Pr(>|t|) shows the probability of observing a test statistic (t value) as extreme or more extreme as the one observed, assuming there is no linear relationship between the predictor and response variables. This value is tiny, just 1.49e-12. It means that there is strong evidence of a linear relationship between the speed and the stopping distance.
The Multiple R-squared value is 0.6511. It is a statistical measure of how well the model describes the measured data, we are at 65%.
summary(lm_cars)
##
## Call:
## lm(formula = cars$dist ~ cars$speed)
##
## Residuals:
## Min 1Q Median 3Q Max
## -29.069 -9.525 -2.272 9.215 43.201
##
## Coefficients:
## Estimate Std. Error t value Pr(>|t|)
## (Intercept) -17.5791 6.7584 -2.601 0.0123 *
## cars$speed 3.9324 0.4155 9.464 1.49e-12 ***
## ---
## Signif. codes: 0 '***' 0.001 '**' 0.01 '*' 0.05 '.' 0.1 ' ' 1
##
## Residual standard error: 15.38 on 48 degrees of freedom
## Multiple R-squared: 0.6511, Adjusted R-squared: 0.6438
## F-statistic: 89.57 on 1 and 48 DF, p-value: 1.49e-12
The last check for our model is residual analysis. The residuals are the differences between the actual measured values and the corresponding values on the fitted regression line.
For a model to be a good fit with the data, the residuals should be normally distributed around a mean of zero, uniformly scattered above and below zero, the median value near zero, Min/Max and 1Q/3Q are around the same magnitude. In the summary() results we see that our model satisfies the requirements for median (-2.72) Min/Max (-29/43) and 1Q/3Q (-9.525/9.215).
To check other requirements, we will build the residuals plot. The residuals looks like normally distributed around the zero, uniformly scattered above and below zero though there is different variance of the outliers at the beginning and the end of the plot.
We should continue checking the residuals.
plot(fitted(lm_cars),resid(lm_cars), xlab = "Fitted", ylab = "Residuals",
main = "Residuals plot")
abline(0,0)
Another test is to use the quantile-versus-quantile plot, Q-Q. The Q-Q plot shows whether the residuals are normally distributed. We see that the right end diverge from the line. But most of the residuals are on the line and follow normal distribution.
qqnorm(resid(lm_cars))
qqline(resid(lm_cars))
The overall results of the analysis.
par(mfrow=c(2,2))
plot(lm_cars)
As a result of our analysis, the linear model shows good results.

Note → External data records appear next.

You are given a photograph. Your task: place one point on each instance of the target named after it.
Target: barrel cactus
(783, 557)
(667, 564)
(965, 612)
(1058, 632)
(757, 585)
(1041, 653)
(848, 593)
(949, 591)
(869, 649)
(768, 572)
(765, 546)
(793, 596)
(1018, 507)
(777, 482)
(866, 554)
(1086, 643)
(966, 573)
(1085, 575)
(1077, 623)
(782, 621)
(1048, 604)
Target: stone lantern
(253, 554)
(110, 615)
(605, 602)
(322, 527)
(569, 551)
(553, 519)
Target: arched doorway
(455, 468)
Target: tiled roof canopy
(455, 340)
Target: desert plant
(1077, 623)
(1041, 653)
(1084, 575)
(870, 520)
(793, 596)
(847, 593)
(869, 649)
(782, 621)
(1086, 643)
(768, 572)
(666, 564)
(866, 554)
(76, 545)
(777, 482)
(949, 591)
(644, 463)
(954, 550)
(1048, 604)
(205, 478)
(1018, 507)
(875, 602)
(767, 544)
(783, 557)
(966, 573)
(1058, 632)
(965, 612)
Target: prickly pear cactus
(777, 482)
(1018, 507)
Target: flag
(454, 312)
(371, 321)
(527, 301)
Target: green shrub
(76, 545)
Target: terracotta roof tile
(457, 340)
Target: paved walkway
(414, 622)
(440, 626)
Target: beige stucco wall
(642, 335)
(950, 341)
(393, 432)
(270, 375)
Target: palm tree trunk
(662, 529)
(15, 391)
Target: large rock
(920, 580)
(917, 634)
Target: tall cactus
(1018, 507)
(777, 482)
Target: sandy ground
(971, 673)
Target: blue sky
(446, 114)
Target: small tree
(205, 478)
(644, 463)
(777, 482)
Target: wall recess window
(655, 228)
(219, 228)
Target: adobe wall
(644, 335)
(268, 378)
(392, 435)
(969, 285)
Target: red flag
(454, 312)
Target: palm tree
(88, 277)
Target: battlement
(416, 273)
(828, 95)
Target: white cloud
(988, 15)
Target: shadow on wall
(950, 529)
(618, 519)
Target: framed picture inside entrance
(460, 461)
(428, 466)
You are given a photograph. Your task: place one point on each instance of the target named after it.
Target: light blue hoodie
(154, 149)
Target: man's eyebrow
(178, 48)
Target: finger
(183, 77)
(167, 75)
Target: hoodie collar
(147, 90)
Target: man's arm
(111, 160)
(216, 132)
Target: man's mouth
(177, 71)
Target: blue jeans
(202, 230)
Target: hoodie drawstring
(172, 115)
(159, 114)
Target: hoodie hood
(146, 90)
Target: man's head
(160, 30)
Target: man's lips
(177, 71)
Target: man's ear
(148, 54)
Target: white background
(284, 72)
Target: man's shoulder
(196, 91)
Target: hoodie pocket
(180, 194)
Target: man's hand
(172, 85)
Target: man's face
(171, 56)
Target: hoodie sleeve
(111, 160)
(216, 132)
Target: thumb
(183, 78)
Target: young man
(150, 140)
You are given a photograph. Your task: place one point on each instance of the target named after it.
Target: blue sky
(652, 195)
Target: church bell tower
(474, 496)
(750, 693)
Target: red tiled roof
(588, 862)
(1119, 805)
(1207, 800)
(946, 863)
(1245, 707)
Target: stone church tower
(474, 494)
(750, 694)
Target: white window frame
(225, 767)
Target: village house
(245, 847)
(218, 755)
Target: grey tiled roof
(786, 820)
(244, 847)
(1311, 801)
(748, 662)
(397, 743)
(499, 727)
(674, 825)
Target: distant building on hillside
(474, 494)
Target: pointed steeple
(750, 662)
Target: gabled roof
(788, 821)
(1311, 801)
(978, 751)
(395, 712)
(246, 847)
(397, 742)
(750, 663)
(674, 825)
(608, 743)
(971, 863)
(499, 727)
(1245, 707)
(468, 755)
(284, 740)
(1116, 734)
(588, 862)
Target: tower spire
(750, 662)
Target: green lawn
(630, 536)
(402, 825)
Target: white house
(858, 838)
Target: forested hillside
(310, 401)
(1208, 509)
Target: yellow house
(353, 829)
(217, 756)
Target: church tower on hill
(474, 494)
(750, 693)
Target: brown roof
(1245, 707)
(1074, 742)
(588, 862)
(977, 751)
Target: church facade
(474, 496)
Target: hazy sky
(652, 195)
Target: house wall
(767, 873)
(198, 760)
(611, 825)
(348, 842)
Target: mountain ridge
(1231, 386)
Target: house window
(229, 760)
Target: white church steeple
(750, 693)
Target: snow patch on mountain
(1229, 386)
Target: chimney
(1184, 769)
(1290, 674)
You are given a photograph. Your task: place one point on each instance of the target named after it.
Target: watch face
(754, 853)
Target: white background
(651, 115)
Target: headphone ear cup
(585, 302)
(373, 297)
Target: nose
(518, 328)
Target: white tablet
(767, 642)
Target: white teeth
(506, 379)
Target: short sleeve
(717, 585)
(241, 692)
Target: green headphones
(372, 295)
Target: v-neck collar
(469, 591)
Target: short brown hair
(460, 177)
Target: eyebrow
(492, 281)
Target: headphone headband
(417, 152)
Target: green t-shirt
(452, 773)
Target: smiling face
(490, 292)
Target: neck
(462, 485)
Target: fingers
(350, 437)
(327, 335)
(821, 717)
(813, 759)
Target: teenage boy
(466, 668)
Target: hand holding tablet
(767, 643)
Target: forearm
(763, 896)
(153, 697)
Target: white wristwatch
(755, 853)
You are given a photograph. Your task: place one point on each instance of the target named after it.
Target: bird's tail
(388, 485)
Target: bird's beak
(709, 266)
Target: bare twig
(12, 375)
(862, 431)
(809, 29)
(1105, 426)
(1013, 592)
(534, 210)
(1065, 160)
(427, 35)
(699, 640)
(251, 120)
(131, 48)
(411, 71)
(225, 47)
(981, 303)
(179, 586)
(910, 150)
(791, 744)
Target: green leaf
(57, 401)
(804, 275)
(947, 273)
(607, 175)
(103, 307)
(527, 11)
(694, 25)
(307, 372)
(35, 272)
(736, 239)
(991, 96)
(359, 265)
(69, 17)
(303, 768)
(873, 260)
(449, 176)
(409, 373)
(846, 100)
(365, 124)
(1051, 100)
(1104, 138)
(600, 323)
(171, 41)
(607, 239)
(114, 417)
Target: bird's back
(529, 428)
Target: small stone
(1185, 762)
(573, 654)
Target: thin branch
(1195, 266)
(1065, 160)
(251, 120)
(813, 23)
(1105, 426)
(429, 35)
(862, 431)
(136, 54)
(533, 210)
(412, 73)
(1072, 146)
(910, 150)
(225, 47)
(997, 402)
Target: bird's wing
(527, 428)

The t and p values shows that model fits and that there is a strong correlation between the explanatory (speed) and response variable (stopping distance). The residuals normally distributed around the zero and seems to follow q-q plot. Still the model explains only 65% of the actual data, and residual q-q plot shows some divergence. As a result, we should discover factors that cause that and try to find a model that would be a better fit.